ICU admission criteria should be based on altered level of consciousness and if a patient requires respiratory support, “Altered level of consciousness of recent onset, Hemodynamic instability (e.g., clinical features of shock, arrythmias), Need for respiratory support (e.g. escalating oxygen requirement, de-novo respiratory failure requiring non-invasive ventilation, invasive mechanical ventilation, etc.).”
“Patients with severe acute (or acute-on-chronic) illness requiring intensive monitoring and/or organ support. Any medical condition or disease with anticipation of deterioration Patients who have experienced any major intraoperative complication (e.g. cardiovascular or respiratory instability).Patients who have undergone major surgery, (e.g. thoracic, thoraco-abdominal, upper abdominal operations, trauma who require intensive monitoring or at a high risk of developing postoperative complications),” stated the guidelines.
“Any disease with a treatment limitation plan . Anyone with a living will or advanced directive against ICU care. Terminally ill patients with a medical judgement of futility. Low priority criteria in case of pandemic or disaster situation where there is resource limitation (e.g. bed, workforce, equipment).”
The ICU discharge criteria guidelines states, “return of physiological aberrations to near normal or baseline status. Reasonable resolution and stability of the acute illness that necessitated ICU admission. Patient/family agrees for ICU discharge for a treatment-limiting decision or palliative care. Based on lack of benefit from aggressive care (should be a medical decision, not obligating family agreement and as far as possible should not be based on economic constraint.”

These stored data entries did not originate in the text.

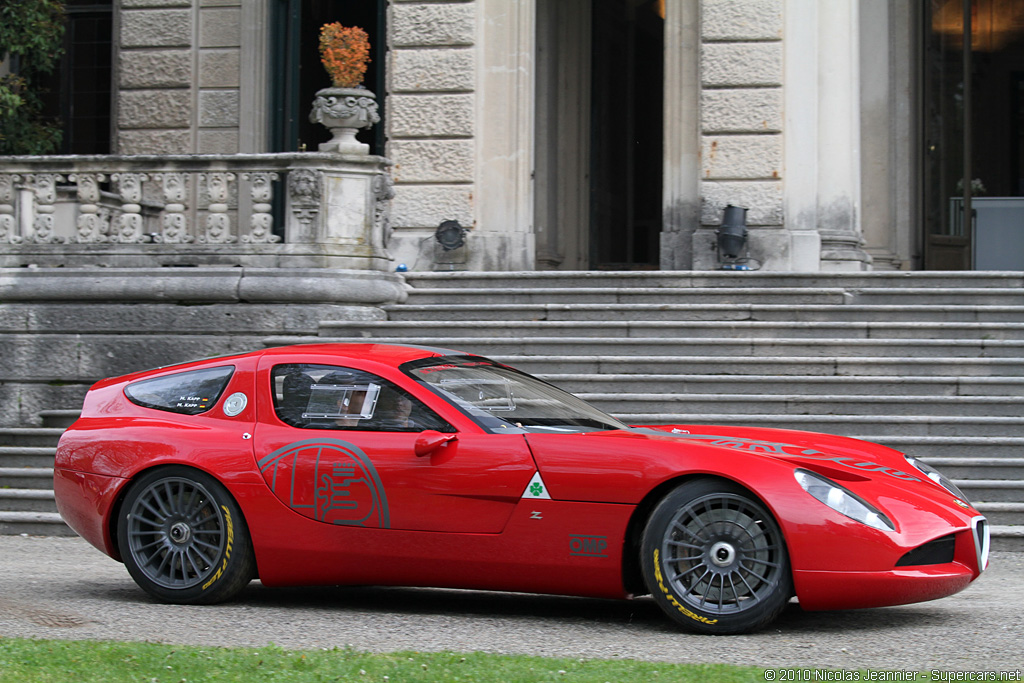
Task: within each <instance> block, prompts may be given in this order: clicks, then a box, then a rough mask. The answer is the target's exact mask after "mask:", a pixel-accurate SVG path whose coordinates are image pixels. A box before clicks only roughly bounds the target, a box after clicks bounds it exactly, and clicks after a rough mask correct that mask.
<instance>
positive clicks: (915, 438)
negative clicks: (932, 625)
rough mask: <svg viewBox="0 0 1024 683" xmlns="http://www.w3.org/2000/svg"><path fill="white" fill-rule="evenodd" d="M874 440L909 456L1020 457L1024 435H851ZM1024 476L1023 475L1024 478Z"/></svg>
mask: <svg viewBox="0 0 1024 683" xmlns="http://www.w3.org/2000/svg"><path fill="white" fill-rule="evenodd" d="M849 435H850V436H854V437H855V438H860V439H863V440H868V441H870V440H874V441H877V442H878V443H882V444H883V445H888V446H889V447H890V449H894V450H896V451H899V452H901V453H905V454H907V455H909V456H914V457H920V458H924V459H925V461H926V462H928V461H929V460H930V459H933V458H963V457H973V458H992V459H995V458H1011V459H1012V458H1019V457H1020V456H1021V454H1024V436H1019V437H1013V436H958V435H957V436H927V435H926V436H921V435H919V436H898V435H895V436H877V435H870V434H863V433H860V434H849ZM1022 478H1024V477H1022Z"/></svg>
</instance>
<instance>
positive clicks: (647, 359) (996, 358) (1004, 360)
mask: <svg viewBox="0 0 1024 683" xmlns="http://www.w3.org/2000/svg"><path fill="white" fill-rule="evenodd" d="M305 341H315V338H312V339H306V340H305ZM322 341H323V340H322ZM268 342H269V343H270V344H269V345H274V346H276V345H282V344H288V343H299V342H298V341H292V342H289V341H288V340H284V339H282V338H270V339H268V340H264V343H268ZM452 348H455V349H457V350H461V351H465V352H467V353H472V352H475V351H477V350H484V349H474V348H473V347H472V346H470V347H466V346H463V347H462V348H460V347H457V346H455V347H452ZM607 350H614V349H607ZM630 350H632V349H630ZM483 355H487V356H488V357H490V358H493V359H494V360H498V361H500V362H504V364H508V365H510V366H513V367H515V368H518V369H519V370H522V371H524V372H527V373H530V374H532V375H541V374H551V373H559V374H577V375H579V374H594V375H600V374H605V373H608V374H612V375H623V374H627V373H638V374H650V375H664V374H667V373H670V372H671V373H673V374H680V375H708V374H720V375H722V376H723V377H742V376H745V375H773V376H776V377H785V378H788V377H793V376H803V377H807V376H811V377H872V378H874V377H887V378H890V377H943V376H947V375H948V374H949V371H950V370H951V369H955V370H956V372H957V374H958V375H961V376H962V377H967V378H975V377H1000V378H1019V377H1024V358H987V357H986V358H961V357H934V358H929V357H906V356H890V357H886V356H863V357H845V356H842V355H835V356H785V355H774V356H772V355H763V356H757V357H751V356H748V357H742V356H738V357H737V356H727V355H720V354H718V353H713V354H709V355H703V356H701V355H679V354H676V353H670V354H665V355H658V356H650V355H634V354H628V353H625V352H624V353H623V354H622V355H615V354H609V353H604V354H593V355H583V354H580V355H577V354H565V353H562V354H548V353H537V354H536V355H534V354H527V353H494V352H487V353H483Z"/></svg>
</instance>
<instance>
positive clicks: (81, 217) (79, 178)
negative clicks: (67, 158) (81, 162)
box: [68, 173, 106, 244]
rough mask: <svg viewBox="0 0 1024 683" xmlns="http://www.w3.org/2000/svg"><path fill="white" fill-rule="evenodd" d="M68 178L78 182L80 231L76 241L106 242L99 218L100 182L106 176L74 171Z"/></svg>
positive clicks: (103, 178)
mask: <svg viewBox="0 0 1024 683" xmlns="http://www.w3.org/2000/svg"><path fill="white" fill-rule="evenodd" d="M68 179H69V180H71V181H72V182H74V183H77V184H78V212H79V213H78V225H77V228H78V233H77V234H76V236H75V239H74V241H75V242H77V243H79V244H94V243H97V242H106V236H105V234H103V230H102V221H101V220H100V218H99V183H100V182H102V181H103V180H105V179H106V176H104V175H103V174H102V173H72V174H71V175H69V176H68Z"/></svg>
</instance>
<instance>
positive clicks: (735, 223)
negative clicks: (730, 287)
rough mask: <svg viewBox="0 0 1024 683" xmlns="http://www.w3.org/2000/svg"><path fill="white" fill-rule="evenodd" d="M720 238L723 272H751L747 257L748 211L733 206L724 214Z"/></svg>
mask: <svg viewBox="0 0 1024 683" xmlns="http://www.w3.org/2000/svg"><path fill="white" fill-rule="evenodd" d="M715 234H716V237H717V238H718V240H717V246H718V261H719V263H720V264H721V265H720V266H719V267H720V268H721V269H722V270H750V269H751V267H750V266H749V265H748V262H749V261H750V260H751V259H750V258H749V257H748V255H746V209H744V208H742V207H738V206H732V205H731V204H730V205H728V206H727V207H725V211H724V212H723V213H722V225H721V226H720V227H719V228H718V229H717V230H715Z"/></svg>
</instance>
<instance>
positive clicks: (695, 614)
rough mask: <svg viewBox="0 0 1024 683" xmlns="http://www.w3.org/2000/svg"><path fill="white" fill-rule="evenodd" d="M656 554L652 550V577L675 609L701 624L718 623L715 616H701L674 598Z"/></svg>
mask: <svg viewBox="0 0 1024 683" xmlns="http://www.w3.org/2000/svg"><path fill="white" fill-rule="evenodd" d="M658 556H659V552H658V551H657V550H655V551H654V579H655V580H656V581H657V587H658V588H659V589H660V590H662V593H664V594H665V597H666V599H667V600H668V601H669V602H671V603H672V604H673V605H675V607H676V609H678V610H679V611H680V612H681V613H682V614H684V615H686V616H689V617H690V618H691V620H693V621H694V622H700V623H701V624H709V625H713V624H718V620H717V618H708V617H707V616H701V615H700V614H697V613H696V612H694V611H691V610H689V609H687V608H686V607H684V606H683V605H682V603H680V602H679V600H677V599H676V596H675V595H673V594H672V592H671V591H669V589H668V588H667V587H666V586H665V578H664V577H663V574H662V563H660V561H659V557H658Z"/></svg>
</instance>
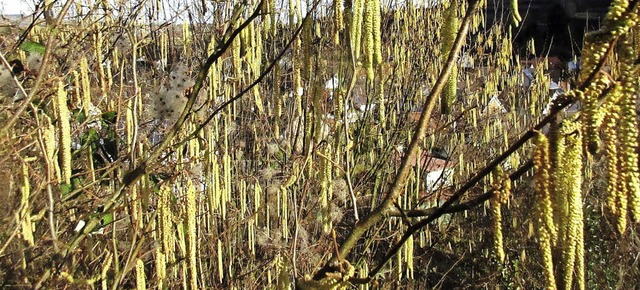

“For infection control reasons with ensuring appropriate care of the given patient in a non ICU location. Rationing (i.e., prioritisation in the face of a resource crunch). In this event there should be an explicit and transparent written rationing policy that should be fair, consistent and reasonable.”
The minimum patient monitoring required while awaiting an ICU bed include, “Blood pressure (continuous/intermittent), Clinical monitoring (e.g., pulse rate, respiratory rate, breathing pattern, etc.) Heart rate (continuous/intermittent).Oxygen saturation – SpO2 (continuous/intermittent), Capillary refill time, Urine Output (continuous/intermittent) Neurological status e.g. Glasgow Coma Scale (GCS), Alert Verbal Pain Unresponsive (AVPU) scale etc. Intermittent temperature monitoring”.
Blood sugar Minimum stabilisation required before transferring a patient to ICU includes “ensuring a secure airway (i.e., tracheal intubation if the patient has a GCS <=8) Ensuring adequate oxygenation and ventilation. Stable haemodynamics, either with or without vasoactive drug infusion. Ongoing correction of hyperglycemia/hypoglycemia and other life-threatening electrolyte/metabolic disturbances Initiation of definitive therapy for life-threatening condition (e.g., external fixation of a fractured limb, administration of antiepileptics for recurrent seizures, antiarrhythmic drug infusion for unstable arrhythmias etc, intravenous antibiotics for sepsis).”
The minimum monitoring required for transferring a critically ill patient (inter-facility transfer to hospital/ICU) includes “Blood pressure (continuous/intermittent), Clinical monitoring (pulse rate, respiratory rate, breathing pattern, etc.), Continuous Heart rate, Continuous SpO2, Neurological status (AVPU, GCS, etc.)”.